Menteri Sofyan Siap Terbitkan 8 Juta Sertifikat Tanah di 2018

660
Menteri Agraria dan Tata Ruang/Badan Pertanahan Nasional (ATR/BPN) Sofyan Djalil saat menjadi narasumber dalam acara Inspirato Liputan6.com di SCTV Tower, Jakarta, Selasa (21/11). (Liputan6.com/Faizal Fanani)

Liputan6.com, Jakarta – Kementerian Agraria dan Tata Ruang (ATR)/Badan Pertanahan Nasional (BPN) memastikan bahwa target penerbitan 7 juta sertifikat tanah untuk masyarakat bisa tercapai di 2018.

“Target sertifikasi 7 juta bidang tanah Insya Allah tercapai tahun ini. Sesuai pemetaan, bahkan dapat bertambah dari patokan awal menjadi 8 juta bidang,” kata Menteri ATR/BPN Sofyan Djalil di Hotel Grand Sahid Jakarta pada Kamis (11/1/2018).

Sementara itu, Sekretaris Jenderal Kementerian ATR/BPN M. Noor Marzuki membuat perhitungan terkait rencana pemetaan 8 juta bidang tanah, yang diprediksi akan selesai pada pertengahan tahun.

“Pemetaan tanah akan dimulai Februari, dan prosesnya itu sekitar 95 hari, atau 4 bulan lah, jadi selesainya bisa pada Juni. Untuk penyelesaian sertifikat tanah, itu Insya Allah pada Oktober,” jelas dia.
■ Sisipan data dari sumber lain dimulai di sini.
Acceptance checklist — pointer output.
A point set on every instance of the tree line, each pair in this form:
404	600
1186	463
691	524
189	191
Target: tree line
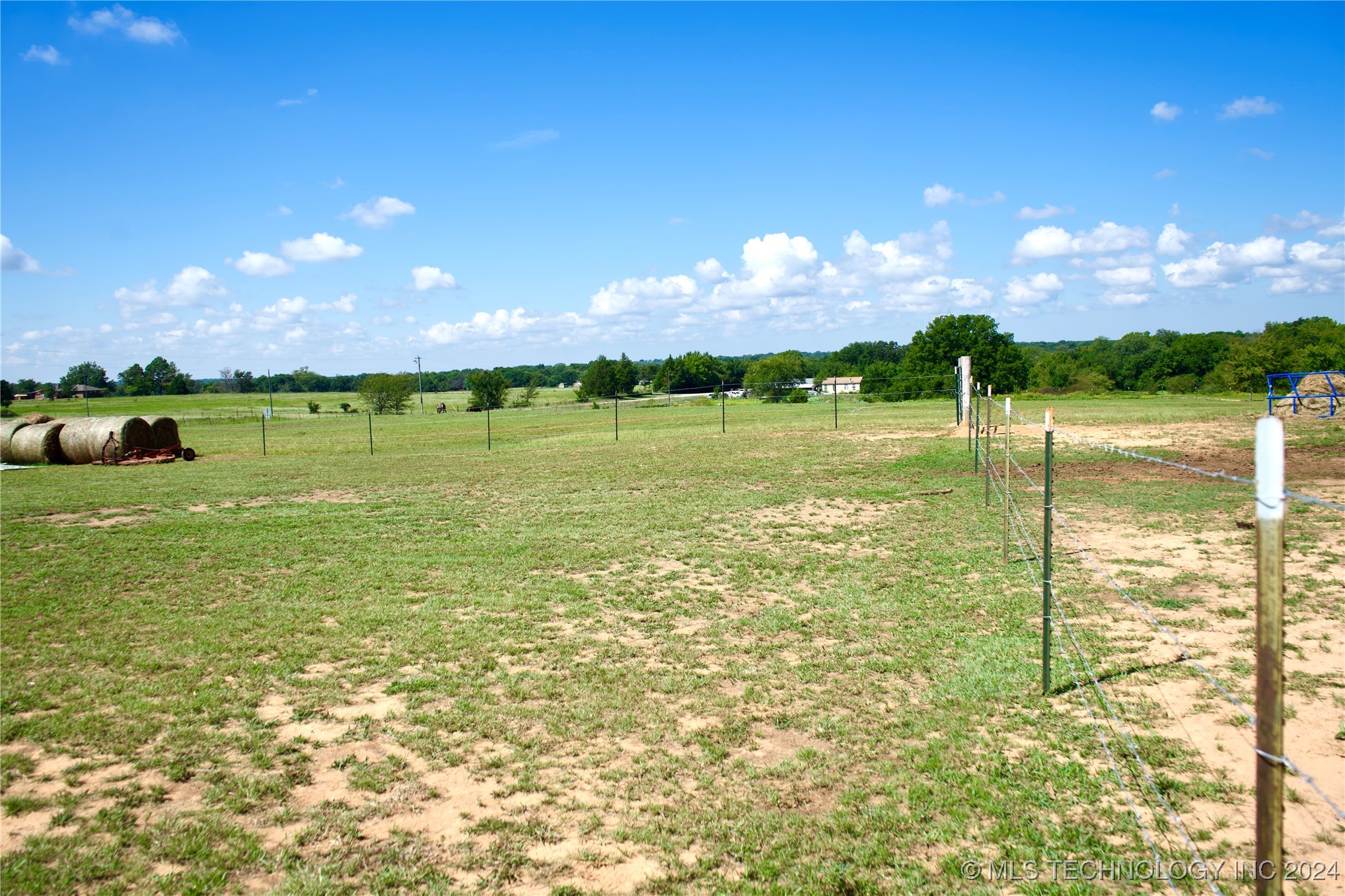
1160	362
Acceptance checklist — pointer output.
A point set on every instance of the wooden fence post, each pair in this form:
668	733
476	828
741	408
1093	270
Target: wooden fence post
1270	654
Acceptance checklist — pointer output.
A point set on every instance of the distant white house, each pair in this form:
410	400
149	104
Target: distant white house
841	384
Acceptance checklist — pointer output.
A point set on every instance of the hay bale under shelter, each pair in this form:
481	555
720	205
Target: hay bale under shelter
166	431
38	444
84	440
1315	398
7	432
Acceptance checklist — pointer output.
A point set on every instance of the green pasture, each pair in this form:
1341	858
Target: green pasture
755	661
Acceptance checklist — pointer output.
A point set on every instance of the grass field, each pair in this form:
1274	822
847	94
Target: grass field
759	661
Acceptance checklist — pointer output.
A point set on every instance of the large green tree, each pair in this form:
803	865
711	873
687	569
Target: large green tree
599	380
490	388
85	374
690	371
772	378
932	355
159	372
386	393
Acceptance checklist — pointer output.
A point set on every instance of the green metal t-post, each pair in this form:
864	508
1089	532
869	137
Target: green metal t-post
976	457
1045	566
990	403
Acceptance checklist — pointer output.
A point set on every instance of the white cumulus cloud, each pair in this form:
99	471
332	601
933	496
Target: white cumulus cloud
140	28
1225	265
529	139
319	248
642	296
425	279
192	285
15	259
262	265
480	327
1249	106
1056	242
1175	241
380	213
1035	289
939	195
1028	213
48	54
1165	112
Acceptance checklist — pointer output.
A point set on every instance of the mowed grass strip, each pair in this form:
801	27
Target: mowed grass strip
682	661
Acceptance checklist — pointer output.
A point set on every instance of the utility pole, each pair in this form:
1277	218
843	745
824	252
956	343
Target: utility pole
1005	479
1270	654
1045	563
420	383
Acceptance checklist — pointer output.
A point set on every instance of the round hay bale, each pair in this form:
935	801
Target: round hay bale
7	432
84	440
1309	388
38	444
166	431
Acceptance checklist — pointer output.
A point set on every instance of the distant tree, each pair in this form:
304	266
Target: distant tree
180	384
861	355
599	380
132	380
624	376
490	388
159	372
772	378
386	393
934	353
694	370
529	394
85	374
880	382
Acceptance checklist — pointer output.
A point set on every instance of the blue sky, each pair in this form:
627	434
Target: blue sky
347	186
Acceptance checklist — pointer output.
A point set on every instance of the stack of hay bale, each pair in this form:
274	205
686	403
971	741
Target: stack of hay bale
81	441
1315	398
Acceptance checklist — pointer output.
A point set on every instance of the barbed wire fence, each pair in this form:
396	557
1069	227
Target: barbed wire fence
986	438
568	419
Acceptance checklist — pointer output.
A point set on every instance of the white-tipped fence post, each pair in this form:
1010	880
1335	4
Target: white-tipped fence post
1005	479
1270	654
964	393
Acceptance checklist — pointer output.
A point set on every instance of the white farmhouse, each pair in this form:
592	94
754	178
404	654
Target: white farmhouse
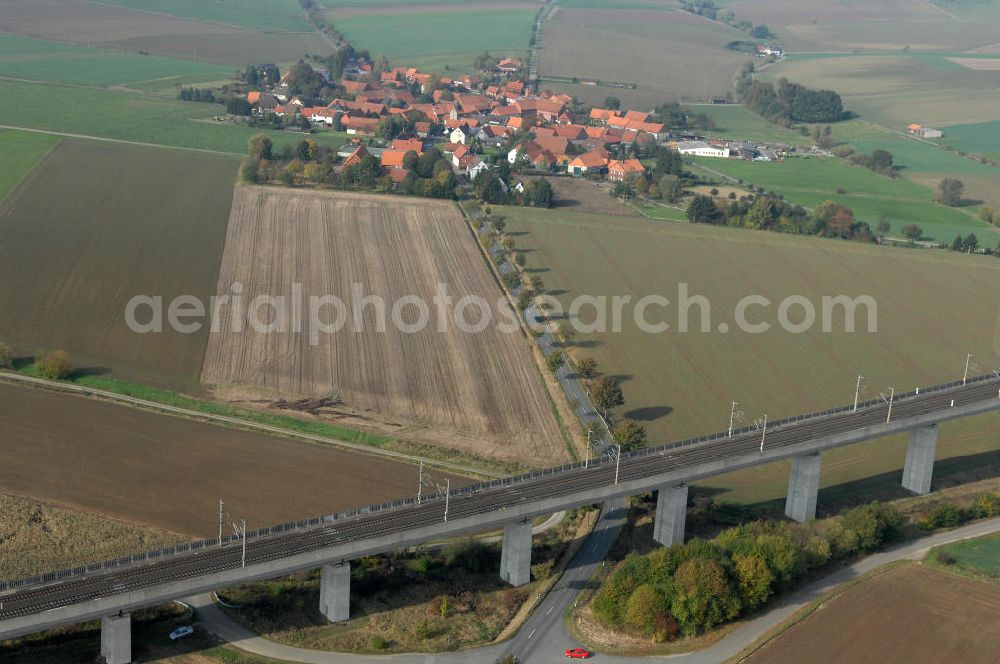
701	149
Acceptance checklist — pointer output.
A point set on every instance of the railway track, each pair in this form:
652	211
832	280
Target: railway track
645	465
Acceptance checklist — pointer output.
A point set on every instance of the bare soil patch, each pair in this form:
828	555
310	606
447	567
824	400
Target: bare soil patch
438	381
909	613
170	472
578	195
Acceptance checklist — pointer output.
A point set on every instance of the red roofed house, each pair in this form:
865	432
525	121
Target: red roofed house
595	161
392	159
406	144
619	170
360	125
356	156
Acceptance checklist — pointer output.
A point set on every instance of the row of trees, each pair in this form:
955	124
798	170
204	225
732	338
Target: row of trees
690	588
790	102
430	174
768	212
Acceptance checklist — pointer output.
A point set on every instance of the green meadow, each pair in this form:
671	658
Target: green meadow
811	181
132	117
266	15
35	59
20	152
402	37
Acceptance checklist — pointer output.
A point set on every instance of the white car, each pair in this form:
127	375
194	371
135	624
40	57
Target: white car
181	632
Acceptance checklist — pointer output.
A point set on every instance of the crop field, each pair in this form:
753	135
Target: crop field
35	59
810	182
269	15
908	613
130	117
118	28
481	386
413	34
899	89
979	556
736	122
126	221
933	308
671	55
856	25
20	152
36	537
169	472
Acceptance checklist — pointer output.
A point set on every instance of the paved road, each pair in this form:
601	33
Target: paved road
543	637
37	606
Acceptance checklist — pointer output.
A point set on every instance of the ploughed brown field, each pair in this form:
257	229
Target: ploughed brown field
479	391
911	614
170	472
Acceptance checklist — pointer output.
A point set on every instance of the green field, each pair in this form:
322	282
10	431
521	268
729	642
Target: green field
20	152
933	308
739	123
897	89
982	138
132	117
811	181
980	556
35	59
404	38
97	224
267	15
668	55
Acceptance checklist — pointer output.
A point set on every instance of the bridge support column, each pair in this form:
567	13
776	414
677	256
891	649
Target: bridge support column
335	592
116	638
920	459
803	485
515	557
671	512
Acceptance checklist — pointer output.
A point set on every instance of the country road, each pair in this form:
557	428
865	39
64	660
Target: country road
543	637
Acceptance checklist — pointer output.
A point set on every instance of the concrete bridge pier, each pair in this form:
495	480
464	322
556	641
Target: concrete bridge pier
335	592
515	557
920	459
116	638
671	513
803	486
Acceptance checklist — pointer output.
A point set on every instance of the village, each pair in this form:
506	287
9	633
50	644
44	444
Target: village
477	122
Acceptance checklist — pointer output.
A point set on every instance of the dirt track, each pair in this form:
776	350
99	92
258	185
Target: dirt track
478	391
170	473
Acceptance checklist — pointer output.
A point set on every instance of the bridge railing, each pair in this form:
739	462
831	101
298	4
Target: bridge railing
189	548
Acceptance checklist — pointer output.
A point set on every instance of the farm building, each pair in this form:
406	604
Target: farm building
701	149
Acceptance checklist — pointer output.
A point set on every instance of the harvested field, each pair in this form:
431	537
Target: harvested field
108	26
933	308
170	473
479	391
910	613
671	55
97	224
36	537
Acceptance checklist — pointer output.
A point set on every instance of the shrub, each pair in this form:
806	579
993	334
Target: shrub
873	524
55	365
943	516
986	506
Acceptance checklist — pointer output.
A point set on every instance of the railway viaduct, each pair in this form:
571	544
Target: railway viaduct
109	591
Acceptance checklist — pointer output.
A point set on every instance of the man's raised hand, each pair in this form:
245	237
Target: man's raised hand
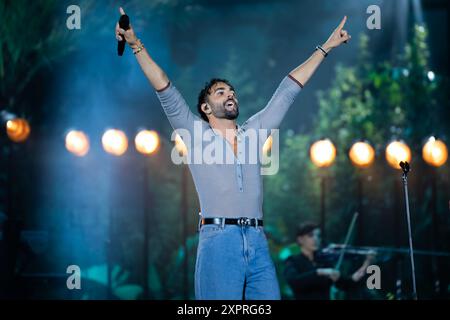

Sofyan mengatakan, Kementerian ATR/BPN akan terus berkoordinasi dengan berbagai jajaran, mulai dari yang terrendah hingga yang tertinggi.

“Kita akan bekerjasama dengan berbagai pihak, mulai dari level Kelurahan, Kabupaten, Dispenda, Bank Pembangunan Daerah, Kantor Pelayanan Pajak, serta unsur penegak hukum semisal Polri dan TNI,” tandasnya.
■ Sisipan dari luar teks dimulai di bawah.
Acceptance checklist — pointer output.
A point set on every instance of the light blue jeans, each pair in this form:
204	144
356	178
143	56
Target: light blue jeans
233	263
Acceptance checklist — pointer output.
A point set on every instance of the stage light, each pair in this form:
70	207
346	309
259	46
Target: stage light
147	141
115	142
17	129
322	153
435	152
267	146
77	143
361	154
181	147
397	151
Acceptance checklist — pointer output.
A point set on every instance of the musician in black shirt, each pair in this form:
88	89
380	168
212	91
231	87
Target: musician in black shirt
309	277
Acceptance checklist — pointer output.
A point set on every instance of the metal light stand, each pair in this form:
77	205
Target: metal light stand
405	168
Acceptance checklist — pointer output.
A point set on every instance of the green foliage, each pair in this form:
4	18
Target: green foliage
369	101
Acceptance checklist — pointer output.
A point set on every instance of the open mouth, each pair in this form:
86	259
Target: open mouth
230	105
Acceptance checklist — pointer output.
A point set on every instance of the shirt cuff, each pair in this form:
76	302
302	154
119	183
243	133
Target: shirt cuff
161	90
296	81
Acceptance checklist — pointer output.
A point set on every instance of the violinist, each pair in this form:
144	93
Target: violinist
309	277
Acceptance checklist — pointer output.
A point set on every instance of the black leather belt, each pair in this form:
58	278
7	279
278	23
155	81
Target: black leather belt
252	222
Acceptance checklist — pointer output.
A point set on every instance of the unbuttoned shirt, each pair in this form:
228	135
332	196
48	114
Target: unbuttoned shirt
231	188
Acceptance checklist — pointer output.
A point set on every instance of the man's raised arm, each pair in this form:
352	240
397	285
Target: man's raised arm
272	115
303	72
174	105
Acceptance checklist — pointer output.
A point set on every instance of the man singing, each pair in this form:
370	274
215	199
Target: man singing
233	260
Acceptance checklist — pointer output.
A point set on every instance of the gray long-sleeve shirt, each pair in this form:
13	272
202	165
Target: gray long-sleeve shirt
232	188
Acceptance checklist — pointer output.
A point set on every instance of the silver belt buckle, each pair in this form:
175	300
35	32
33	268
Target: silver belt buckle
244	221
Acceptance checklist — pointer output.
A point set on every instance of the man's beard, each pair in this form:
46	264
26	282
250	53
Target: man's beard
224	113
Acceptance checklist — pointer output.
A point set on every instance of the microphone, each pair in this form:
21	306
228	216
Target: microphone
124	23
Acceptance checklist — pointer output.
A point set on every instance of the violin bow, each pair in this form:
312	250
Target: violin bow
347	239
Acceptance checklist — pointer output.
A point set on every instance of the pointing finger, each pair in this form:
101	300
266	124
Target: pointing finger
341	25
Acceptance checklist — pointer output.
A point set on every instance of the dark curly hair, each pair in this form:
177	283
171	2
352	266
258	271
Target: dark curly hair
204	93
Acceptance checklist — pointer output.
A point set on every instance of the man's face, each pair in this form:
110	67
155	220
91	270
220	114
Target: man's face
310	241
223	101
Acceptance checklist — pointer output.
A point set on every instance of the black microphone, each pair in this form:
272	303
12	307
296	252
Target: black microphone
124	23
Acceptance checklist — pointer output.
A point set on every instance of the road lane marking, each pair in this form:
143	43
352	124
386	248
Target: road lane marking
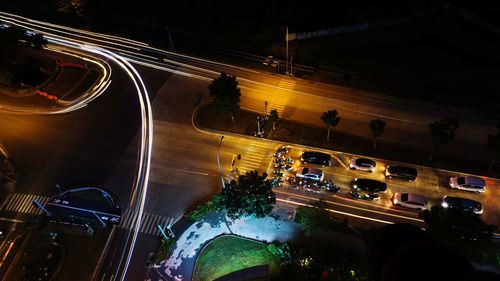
350	206
338	212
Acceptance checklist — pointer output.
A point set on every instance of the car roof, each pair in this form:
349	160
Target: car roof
371	184
464	202
402	169
316	154
475	181
309	170
416	198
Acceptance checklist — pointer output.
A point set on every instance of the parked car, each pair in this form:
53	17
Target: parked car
403	172
464	204
370	185
310	173
469	183
362	164
410	200
318	158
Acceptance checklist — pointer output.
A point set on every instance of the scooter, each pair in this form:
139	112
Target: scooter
365	196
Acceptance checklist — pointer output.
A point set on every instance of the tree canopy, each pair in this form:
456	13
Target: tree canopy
331	119
250	195
226	94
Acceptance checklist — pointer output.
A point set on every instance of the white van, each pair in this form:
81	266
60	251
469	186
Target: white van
468	183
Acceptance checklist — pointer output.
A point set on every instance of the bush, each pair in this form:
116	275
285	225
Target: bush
165	249
203	209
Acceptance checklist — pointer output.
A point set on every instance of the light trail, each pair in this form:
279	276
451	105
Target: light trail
140	185
350	206
335	211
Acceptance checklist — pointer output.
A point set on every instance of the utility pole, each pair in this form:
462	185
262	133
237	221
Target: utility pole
218	163
286	50
170	38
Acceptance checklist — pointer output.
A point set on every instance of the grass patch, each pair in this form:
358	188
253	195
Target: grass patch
228	254
165	250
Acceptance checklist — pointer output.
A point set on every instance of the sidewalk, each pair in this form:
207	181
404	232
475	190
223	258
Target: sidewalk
208	117
180	265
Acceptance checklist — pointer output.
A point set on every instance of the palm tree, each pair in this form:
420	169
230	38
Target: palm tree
377	126
493	145
274	117
331	119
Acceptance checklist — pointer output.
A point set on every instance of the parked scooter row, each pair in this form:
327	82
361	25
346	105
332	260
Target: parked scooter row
282	164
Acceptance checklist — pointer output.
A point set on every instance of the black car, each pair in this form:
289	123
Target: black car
370	185
403	172
462	204
318	158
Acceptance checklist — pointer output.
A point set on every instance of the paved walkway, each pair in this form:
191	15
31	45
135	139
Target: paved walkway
180	265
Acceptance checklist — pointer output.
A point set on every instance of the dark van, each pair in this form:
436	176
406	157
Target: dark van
403	172
318	158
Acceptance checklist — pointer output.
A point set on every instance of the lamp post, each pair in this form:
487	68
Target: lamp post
218	163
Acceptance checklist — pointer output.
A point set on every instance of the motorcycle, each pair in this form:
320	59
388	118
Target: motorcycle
365	196
329	186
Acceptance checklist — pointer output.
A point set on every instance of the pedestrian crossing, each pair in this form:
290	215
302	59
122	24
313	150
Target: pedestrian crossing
255	155
281	96
149	222
23	203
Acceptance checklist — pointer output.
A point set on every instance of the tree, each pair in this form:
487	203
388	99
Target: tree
331	119
73	7
251	195
493	145
442	132
377	126
274	117
226	94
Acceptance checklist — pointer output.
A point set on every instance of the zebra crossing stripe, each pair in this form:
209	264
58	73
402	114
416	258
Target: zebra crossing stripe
145	221
153	226
25	202
12	199
17	202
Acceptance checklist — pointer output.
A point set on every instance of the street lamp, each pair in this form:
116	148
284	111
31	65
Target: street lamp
218	162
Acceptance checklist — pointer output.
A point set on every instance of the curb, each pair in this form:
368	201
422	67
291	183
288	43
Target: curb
214	131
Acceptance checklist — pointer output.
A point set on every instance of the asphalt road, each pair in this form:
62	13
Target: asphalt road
97	145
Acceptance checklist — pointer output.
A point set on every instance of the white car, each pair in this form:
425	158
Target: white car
363	164
410	200
310	173
468	183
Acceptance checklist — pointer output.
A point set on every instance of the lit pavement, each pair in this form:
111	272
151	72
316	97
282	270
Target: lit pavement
181	263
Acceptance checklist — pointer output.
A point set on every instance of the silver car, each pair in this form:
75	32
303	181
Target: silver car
363	164
310	173
468	183
410	200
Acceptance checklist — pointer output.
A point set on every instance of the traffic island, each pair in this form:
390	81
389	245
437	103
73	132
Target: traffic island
207	117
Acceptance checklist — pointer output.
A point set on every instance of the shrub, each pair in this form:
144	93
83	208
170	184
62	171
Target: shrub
165	249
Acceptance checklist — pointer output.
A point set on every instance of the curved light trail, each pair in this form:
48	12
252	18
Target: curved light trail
131	51
140	185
Terkait Reforma Agraria, dia menjelaskan perihal target kegiatan redistribusi tanah pada tahun anggaran 2018 adalah sebanyak 350 ribu bidang yang tersebar di 31 provinsi.
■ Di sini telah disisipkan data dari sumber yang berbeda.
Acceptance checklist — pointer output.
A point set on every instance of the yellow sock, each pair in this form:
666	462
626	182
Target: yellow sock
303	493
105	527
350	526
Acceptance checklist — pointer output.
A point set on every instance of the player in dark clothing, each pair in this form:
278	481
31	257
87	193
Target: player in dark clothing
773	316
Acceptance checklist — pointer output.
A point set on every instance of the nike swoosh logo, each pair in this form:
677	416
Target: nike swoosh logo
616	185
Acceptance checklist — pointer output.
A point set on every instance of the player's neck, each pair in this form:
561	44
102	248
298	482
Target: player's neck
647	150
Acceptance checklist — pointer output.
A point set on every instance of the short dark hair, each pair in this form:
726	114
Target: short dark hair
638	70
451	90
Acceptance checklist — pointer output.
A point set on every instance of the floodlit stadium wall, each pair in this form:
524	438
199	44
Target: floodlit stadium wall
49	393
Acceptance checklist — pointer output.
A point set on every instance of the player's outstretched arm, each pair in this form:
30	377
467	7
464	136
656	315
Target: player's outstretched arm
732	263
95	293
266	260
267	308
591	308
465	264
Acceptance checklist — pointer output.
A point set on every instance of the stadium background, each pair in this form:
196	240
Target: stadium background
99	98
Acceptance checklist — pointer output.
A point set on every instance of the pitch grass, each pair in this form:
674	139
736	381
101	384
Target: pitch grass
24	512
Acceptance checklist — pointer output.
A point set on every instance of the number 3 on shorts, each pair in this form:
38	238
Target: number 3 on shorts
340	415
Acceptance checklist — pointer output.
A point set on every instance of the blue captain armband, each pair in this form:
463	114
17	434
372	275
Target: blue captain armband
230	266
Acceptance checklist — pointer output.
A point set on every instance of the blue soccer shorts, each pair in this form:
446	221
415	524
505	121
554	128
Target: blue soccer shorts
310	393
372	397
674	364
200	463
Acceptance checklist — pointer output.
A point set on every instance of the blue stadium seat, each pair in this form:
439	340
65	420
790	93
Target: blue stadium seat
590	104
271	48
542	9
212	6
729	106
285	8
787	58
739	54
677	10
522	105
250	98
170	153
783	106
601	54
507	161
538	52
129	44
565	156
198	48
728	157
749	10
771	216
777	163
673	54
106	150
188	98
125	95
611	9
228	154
“Tanah itu berasal dari lahan transmigrasi, lahan HGU (Hak Guna Usaha) yang telah habis masa berlakunya, tanah terlantar, dan pelepasan kawasan hutan,” terang Sofyan.

Dari total 8 juta bidang tanah yang terpetakan, sebanyak 3,6 jutanya berada di Pulau Jawa. Jawa menjadi penyumbang terbesar, yang mana 1,2 juta bidang masing-masing berada di Jawa Barat, Tengah dan Timur.